Подали ужин, фальшивый заяц благоухал на столе. Они принялись за еду. Станислаус съел все, никого не обидел.
— Бруснику тоже тушила Лилиан, — сказала фрау Пёшель. От подслащенной брусничной массы, если съесть подряд две ложки, першило в горле. Першило в горле, как от маршевой музыки из репродуктора, где пели: «Славься, Германия…» Лилиан чистила яблоко для Станислауса. Мать глазами провожала каждое движение ее ножа. Все пересели за курительный столик.
— Он у нас одновременно и шахматный, — сказал папа Пёшель, и его робкие пальцы забегали по столешнице с вделанной в нее шахматной доской.
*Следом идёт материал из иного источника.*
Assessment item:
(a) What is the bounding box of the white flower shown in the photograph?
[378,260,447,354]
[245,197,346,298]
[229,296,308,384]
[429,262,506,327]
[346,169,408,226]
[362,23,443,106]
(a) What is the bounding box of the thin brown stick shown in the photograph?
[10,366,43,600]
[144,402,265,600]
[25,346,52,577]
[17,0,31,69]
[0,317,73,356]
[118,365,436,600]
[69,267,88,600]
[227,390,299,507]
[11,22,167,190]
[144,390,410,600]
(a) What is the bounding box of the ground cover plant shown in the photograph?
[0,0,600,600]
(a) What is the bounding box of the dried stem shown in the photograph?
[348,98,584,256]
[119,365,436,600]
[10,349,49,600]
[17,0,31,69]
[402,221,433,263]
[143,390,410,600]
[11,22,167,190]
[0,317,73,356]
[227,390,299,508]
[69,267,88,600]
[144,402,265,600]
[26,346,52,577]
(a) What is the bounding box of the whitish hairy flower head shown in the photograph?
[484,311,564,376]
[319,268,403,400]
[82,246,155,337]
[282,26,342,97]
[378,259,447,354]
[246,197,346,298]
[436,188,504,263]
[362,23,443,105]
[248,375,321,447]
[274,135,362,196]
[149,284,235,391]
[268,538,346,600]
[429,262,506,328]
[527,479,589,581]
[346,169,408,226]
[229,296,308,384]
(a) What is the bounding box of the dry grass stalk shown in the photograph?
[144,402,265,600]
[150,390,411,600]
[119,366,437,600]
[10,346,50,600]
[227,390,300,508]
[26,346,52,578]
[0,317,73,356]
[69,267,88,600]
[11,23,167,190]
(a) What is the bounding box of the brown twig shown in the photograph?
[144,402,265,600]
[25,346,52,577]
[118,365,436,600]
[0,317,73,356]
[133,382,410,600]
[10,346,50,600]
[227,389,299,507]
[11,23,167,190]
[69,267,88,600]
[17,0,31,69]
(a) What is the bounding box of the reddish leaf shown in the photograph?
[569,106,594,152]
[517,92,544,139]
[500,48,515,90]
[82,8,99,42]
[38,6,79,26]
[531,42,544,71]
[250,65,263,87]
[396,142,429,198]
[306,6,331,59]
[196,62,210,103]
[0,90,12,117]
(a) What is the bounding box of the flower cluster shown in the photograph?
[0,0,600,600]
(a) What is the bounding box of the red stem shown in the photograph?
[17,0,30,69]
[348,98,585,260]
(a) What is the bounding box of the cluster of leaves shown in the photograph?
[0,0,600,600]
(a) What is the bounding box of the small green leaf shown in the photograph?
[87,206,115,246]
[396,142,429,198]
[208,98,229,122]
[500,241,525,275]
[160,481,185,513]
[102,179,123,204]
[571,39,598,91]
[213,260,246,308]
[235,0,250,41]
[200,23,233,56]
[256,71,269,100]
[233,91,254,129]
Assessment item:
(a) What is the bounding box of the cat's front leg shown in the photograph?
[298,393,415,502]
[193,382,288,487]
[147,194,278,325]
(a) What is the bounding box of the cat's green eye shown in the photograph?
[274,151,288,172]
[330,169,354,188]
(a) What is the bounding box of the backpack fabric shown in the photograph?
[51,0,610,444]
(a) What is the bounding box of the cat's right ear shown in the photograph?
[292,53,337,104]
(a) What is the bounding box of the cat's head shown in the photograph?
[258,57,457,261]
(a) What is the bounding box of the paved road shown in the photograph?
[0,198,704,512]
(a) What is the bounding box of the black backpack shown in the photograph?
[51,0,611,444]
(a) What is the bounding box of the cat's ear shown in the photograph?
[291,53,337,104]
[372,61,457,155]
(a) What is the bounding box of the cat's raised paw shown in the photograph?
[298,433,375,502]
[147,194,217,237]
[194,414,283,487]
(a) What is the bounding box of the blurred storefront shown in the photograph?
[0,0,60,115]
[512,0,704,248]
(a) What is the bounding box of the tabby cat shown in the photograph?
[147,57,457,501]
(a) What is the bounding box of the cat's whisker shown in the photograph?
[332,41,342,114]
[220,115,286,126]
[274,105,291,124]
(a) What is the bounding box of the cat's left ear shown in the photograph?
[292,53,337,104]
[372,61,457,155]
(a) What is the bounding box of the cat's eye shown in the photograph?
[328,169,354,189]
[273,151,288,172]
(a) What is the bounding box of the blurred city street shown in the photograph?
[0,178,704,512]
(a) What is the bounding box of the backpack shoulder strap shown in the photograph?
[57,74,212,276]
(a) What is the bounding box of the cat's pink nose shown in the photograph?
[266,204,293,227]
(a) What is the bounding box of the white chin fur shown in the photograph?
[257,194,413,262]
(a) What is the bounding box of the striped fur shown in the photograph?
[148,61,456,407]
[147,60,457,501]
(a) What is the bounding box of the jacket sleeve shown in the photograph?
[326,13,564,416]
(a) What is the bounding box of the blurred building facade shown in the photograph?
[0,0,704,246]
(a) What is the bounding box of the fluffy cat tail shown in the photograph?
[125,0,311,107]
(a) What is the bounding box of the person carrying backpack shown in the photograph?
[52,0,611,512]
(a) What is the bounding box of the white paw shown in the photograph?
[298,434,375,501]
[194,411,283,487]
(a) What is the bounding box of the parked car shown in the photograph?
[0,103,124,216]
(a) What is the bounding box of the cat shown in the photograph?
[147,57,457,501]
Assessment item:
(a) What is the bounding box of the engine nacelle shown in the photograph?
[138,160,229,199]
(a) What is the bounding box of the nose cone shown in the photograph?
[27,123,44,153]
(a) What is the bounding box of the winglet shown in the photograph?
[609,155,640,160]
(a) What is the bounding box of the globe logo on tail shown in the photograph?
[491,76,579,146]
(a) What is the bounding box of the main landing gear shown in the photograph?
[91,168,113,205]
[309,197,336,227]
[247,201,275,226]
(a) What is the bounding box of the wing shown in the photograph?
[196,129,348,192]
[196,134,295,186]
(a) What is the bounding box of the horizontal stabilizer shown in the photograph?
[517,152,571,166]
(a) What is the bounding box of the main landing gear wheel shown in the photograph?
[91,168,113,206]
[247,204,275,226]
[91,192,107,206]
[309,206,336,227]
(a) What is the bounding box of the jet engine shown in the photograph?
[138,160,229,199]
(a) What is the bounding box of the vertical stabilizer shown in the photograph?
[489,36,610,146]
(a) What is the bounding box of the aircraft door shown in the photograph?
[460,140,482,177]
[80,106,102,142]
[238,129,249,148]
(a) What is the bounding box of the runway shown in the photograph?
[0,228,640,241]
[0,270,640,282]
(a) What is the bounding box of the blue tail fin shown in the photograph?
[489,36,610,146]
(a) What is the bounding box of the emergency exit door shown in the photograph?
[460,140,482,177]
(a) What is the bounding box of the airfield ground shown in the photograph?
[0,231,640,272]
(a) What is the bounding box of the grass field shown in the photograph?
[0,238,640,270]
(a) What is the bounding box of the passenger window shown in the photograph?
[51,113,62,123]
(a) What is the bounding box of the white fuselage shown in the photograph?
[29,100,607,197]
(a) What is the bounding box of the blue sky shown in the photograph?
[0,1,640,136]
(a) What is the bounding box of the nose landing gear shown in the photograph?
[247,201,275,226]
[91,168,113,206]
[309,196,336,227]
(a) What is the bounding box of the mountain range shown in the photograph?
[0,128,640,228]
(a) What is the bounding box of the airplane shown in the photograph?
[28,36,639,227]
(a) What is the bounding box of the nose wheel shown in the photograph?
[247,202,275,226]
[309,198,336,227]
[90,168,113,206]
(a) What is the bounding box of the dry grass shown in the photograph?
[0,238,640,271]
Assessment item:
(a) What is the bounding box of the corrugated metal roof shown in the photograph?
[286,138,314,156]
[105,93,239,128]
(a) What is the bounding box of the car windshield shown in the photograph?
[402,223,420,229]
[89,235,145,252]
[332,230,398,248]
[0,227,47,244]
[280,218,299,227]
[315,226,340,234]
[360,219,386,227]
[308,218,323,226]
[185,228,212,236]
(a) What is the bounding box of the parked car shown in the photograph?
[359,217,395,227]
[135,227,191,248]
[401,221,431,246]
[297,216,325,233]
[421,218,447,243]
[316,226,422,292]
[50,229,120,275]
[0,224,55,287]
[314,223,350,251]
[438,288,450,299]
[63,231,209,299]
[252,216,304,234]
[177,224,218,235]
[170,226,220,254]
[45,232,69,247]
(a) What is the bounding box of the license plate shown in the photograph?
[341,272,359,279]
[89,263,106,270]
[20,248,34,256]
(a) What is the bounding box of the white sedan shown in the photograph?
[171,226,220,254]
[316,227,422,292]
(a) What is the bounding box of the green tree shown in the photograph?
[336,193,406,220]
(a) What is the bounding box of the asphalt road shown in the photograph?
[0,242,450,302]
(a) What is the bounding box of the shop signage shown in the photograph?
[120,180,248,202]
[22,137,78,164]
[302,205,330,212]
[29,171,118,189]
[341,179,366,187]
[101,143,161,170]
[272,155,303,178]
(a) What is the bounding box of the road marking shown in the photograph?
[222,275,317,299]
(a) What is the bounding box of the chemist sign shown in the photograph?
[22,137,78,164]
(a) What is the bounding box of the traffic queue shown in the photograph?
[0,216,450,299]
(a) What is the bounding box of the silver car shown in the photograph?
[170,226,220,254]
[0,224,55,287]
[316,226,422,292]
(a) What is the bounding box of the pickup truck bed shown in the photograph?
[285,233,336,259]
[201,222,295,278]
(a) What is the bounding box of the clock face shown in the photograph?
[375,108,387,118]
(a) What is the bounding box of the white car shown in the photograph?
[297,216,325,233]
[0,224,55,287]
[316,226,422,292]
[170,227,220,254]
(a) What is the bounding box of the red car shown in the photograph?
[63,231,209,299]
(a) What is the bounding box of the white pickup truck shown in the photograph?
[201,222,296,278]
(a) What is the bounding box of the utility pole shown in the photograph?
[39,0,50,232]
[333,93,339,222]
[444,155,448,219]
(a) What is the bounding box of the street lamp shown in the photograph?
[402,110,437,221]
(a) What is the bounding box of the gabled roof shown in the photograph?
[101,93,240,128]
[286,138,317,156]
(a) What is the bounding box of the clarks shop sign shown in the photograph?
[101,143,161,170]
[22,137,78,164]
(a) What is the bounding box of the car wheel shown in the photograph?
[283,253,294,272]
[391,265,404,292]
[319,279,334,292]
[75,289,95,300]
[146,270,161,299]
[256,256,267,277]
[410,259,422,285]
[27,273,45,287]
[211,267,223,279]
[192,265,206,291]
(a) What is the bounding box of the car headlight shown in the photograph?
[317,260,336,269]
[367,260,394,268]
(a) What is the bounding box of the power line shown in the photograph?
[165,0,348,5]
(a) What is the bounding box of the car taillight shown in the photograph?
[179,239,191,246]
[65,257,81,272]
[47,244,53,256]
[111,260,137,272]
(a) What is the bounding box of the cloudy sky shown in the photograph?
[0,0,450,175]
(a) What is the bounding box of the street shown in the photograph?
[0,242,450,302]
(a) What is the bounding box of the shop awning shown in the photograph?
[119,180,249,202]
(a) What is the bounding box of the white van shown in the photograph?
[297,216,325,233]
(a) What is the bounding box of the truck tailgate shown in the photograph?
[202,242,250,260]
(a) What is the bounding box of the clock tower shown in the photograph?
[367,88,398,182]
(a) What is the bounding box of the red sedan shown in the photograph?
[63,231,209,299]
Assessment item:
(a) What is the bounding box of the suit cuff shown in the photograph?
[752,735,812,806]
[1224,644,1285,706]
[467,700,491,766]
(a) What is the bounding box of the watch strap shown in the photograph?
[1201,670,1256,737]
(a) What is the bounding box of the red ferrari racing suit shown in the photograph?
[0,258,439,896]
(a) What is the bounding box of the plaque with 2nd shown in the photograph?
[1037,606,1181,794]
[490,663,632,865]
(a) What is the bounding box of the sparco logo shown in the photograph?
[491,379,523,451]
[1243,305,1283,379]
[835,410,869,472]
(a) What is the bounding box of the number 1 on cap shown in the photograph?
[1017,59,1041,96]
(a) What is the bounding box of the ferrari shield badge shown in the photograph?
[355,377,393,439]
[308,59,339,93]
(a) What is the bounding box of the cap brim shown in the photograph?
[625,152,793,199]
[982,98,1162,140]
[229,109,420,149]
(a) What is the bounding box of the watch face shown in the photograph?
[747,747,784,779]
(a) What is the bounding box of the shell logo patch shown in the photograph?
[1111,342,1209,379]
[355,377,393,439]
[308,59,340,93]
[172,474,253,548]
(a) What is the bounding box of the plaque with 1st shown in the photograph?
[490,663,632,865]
Станислаус удовлетворенно кивнул и закурил сигару. Нет, он никого не мог обидеть и брал все без возражений и промедлений. Лилиан подставила ему пепельницу, и он стряхивал серый сигарный пепел на зубцы Шпрембергской башни города Котбуса.
— Это память о моем путешествии еще в молодые годы — сказал господин Пёшель.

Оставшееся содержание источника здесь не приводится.